Photo of Stutthof concentration camp
A former 93-year-old Nazi concentration camp guard was convicted of thousands of counts of being an accessory to murder, in what might be one of the last verdicts to be handed down to a living participant in the Holocaust.
German courts convicted Bruno Dey of 5,232 counts of accessory to murder, one for each person believed to have been killed during his service at Stutthof concentration camp between 1944-1945.
Dey was 17 at the time of his alleged crimes, and therefore his case was heard in a juvenile court, where he was given a two-year suspended sentence.
Many survivors and those representing them criticized the sentence as being too lenient.
Stutthof concentration camp and its history of horror
Stutthof was established by the Nazis in 1939, and housed a total of 115,000 prisoners, and was one of the last camps to be liberated.
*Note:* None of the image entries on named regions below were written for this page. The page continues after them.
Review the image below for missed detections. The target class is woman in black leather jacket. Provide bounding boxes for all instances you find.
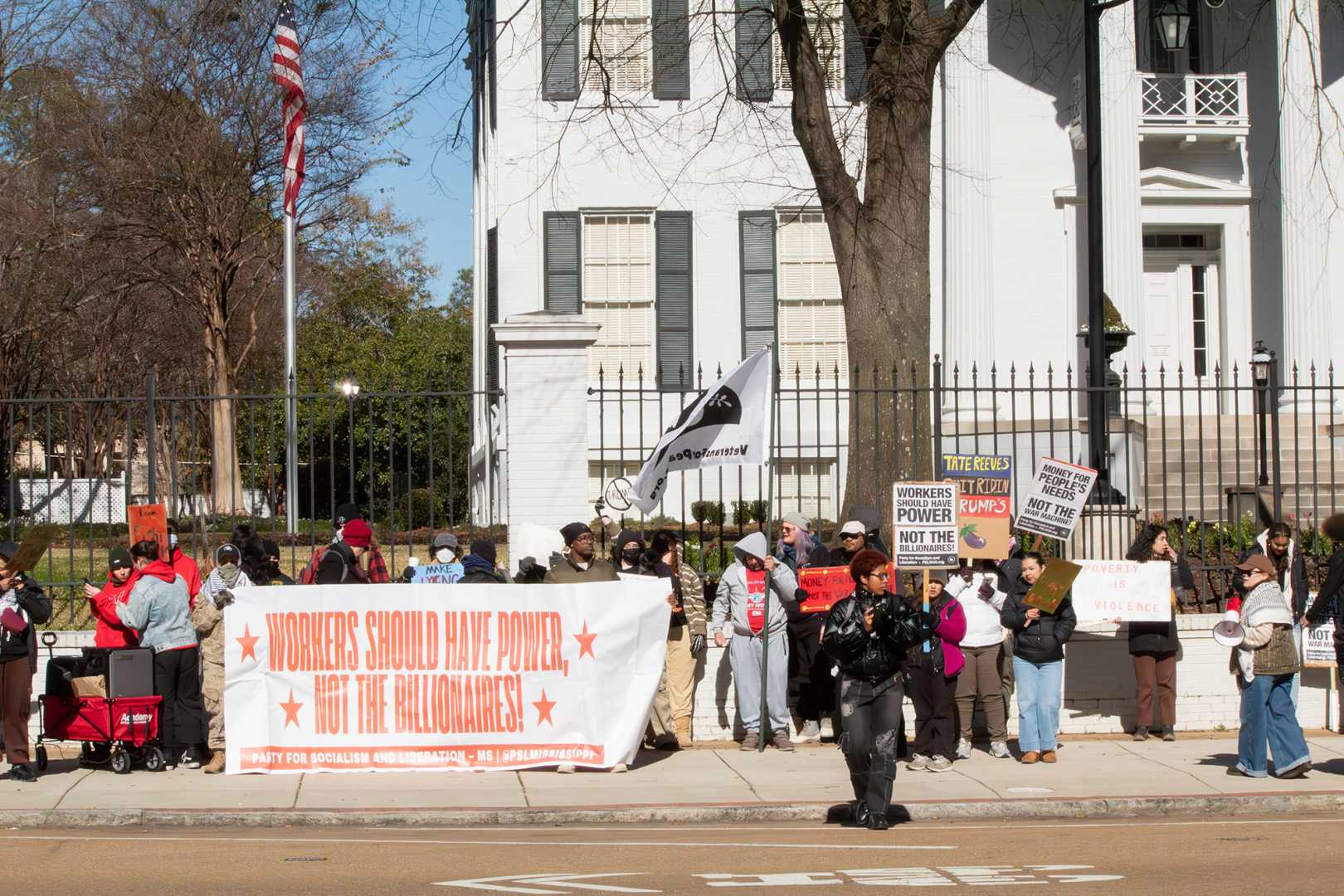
[821,551,932,830]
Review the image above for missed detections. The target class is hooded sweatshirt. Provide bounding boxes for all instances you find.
[713,532,798,636]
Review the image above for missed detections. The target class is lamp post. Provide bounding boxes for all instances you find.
[340,379,359,504]
[1083,0,1191,504]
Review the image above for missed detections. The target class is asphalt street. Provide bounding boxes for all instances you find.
[0,814,1344,896]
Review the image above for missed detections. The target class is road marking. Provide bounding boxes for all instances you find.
[0,833,957,850]
[430,872,663,896]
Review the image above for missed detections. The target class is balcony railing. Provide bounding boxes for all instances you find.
[1140,72,1250,136]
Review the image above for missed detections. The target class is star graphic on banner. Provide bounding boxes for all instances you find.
[574,619,597,660]
[280,688,306,728]
[533,690,555,727]
[234,625,261,662]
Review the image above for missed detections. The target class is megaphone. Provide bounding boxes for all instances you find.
[1214,619,1246,647]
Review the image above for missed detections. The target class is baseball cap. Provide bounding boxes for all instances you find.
[1236,553,1277,575]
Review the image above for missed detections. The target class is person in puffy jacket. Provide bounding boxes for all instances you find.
[904,577,967,771]
[821,551,933,830]
[711,532,798,752]
[999,551,1078,766]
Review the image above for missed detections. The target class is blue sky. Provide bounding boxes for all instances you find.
[362,4,472,301]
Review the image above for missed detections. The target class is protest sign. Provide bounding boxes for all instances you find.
[1017,457,1097,538]
[1064,560,1172,622]
[1021,560,1083,612]
[891,482,958,570]
[939,454,1012,560]
[126,504,168,560]
[225,579,682,774]
[798,562,897,612]
[411,562,464,584]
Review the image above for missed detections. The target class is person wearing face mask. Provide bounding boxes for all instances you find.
[711,532,798,752]
[85,547,139,647]
[168,520,202,607]
[999,551,1078,766]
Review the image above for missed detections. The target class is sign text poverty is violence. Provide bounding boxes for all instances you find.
[225,579,682,774]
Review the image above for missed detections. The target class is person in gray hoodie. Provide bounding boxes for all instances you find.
[711,532,798,751]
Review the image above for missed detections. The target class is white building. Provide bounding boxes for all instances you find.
[473,0,1344,532]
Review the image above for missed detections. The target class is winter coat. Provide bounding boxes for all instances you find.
[117,560,197,653]
[89,572,139,647]
[1129,555,1195,655]
[821,587,933,684]
[999,577,1078,664]
[711,532,798,636]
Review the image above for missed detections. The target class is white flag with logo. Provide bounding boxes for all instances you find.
[631,347,774,514]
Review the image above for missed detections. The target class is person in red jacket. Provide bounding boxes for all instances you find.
[168,520,200,610]
[85,547,139,647]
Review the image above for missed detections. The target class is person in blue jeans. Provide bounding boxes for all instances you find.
[999,551,1078,766]
[1227,553,1312,778]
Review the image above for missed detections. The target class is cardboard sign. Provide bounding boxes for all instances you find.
[411,562,462,584]
[223,577,672,775]
[126,504,168,560]
[1064,560,1172,622]
[1017,457,1097,540]
[891,482,960,570]
[939,454,1012,560]
[798,562,897,612]
[1021,560,1083,612]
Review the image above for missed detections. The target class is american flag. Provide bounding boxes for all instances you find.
[270,0,308,215]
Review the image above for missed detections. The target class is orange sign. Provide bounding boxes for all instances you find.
[126,504,168,560]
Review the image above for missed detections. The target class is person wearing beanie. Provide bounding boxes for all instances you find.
[774,514,835,743]
[544,523,620,584]
[0,542,51,783]
[821,551,933,830]
[85,547,139,649]
[709,532,798,752]
[188,544,251,775]
[458,538,508,584]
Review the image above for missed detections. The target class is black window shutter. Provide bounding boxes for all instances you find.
[653,211,694,391]
[653,0,691,100]
[542,211,583,314]
[738,211,776,358]
[844,0,869,102]
[735,0,774,102]
[542,0,579,100]
[485,227,500,392]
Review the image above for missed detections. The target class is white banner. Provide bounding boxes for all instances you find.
[1071,560,1172,622]
[225,579,682,774]
[631,347,774,514]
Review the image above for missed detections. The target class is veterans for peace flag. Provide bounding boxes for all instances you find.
[631,347,774,514]
[225,579,672,774]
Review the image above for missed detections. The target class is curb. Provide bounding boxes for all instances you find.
[0,791,1344,829]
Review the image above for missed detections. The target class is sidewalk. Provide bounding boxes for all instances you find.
[0,733,1344,826]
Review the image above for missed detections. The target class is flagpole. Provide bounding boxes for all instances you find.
[285,211,299,534]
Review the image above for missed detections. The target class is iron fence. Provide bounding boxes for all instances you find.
[589,358,1344,610]
[0,375,503,627]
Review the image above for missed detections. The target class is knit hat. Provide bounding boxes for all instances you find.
[108,545,136,571]
[561,523,592,547]
[850,548,891,582]
[341,517,373,548]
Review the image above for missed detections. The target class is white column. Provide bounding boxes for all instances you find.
[494,312,601,568]
[942,8,1006,421]
[1274,0,1339,406]
[1096,4,1145,382]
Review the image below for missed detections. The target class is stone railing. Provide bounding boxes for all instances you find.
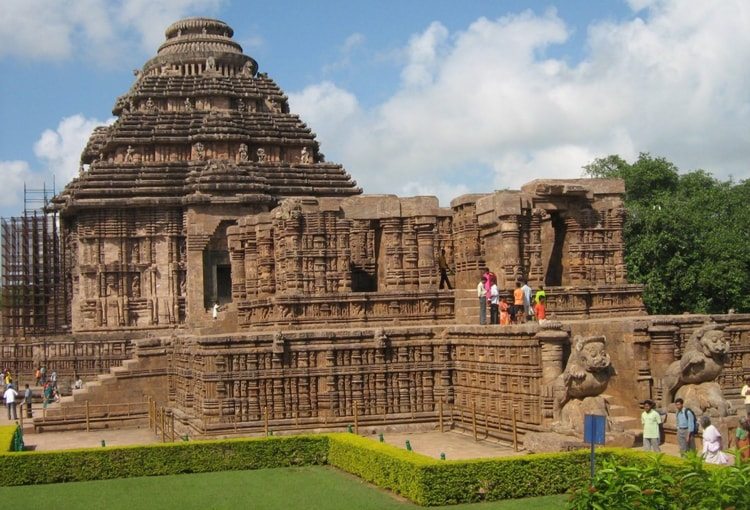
[237,291,455,330]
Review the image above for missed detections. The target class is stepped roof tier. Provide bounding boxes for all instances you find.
[53,18,361,214]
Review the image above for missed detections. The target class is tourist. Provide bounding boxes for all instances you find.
[674,398,698,455]
[521,280,534,319]
[500,296,510,326]
[438,248,453,289]
[477,276,487,325]
[510,282,524,324]
[740,375,750,418]
[3,384,18,420]
[734,416,750,461]
[21,384,34,418]
[42,381,55,408]
[534,296,547,323]
[641,400,661,452]
[701,415,729,464]
[490,283,500,324]
[534,285,547,304]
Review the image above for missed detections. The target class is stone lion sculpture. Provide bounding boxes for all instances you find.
[662,324,731,416]
[553,336,614,433]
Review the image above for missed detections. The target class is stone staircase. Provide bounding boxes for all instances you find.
[34,340,167,432]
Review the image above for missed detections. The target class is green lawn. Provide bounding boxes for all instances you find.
[0,467,567,510]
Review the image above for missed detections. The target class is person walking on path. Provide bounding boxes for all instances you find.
[734,417,750,461]
[740,376,750,417]
[490,282,500,324]
[21,384,34,418]
[674,398,698,455]
[534,285,547,304]
[510,282,525,324]
[701,414,729,464]
[3,384,18,420]
[521,280,534,320]
[641,400,661,452]
[477,276,487,325]
[438,248,453,289]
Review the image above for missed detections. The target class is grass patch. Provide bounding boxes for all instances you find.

Prisoners of Stutthof were killed by being shot in the back of the neck, poisoned with Zyklon B gas, and through deliberate mass starvation.
Dey acknowledged hearing screams from the camp’s gas chambers and watching as corpses were taken to be burned. He stated, “images of misery and horror have haunted me my entire life.”
Dey’s controversial plea for acquittal
Bruno Dey’s attorney, Stefan Waterkamp, argued for an acquittal stating, “How could an 18-year-old step out of line in a situation like this?”
Christopher Heubner, from the International Auschwitz Committee, stated: “the image of him sitting above the camp in his tower is reflective of the view he had of himself as above those who were suffering.”
One of Judge Meir-Goering’s last remarks were, “the lesson of the trial must be to honour human dignity at all costs – even when the price is your own safety.”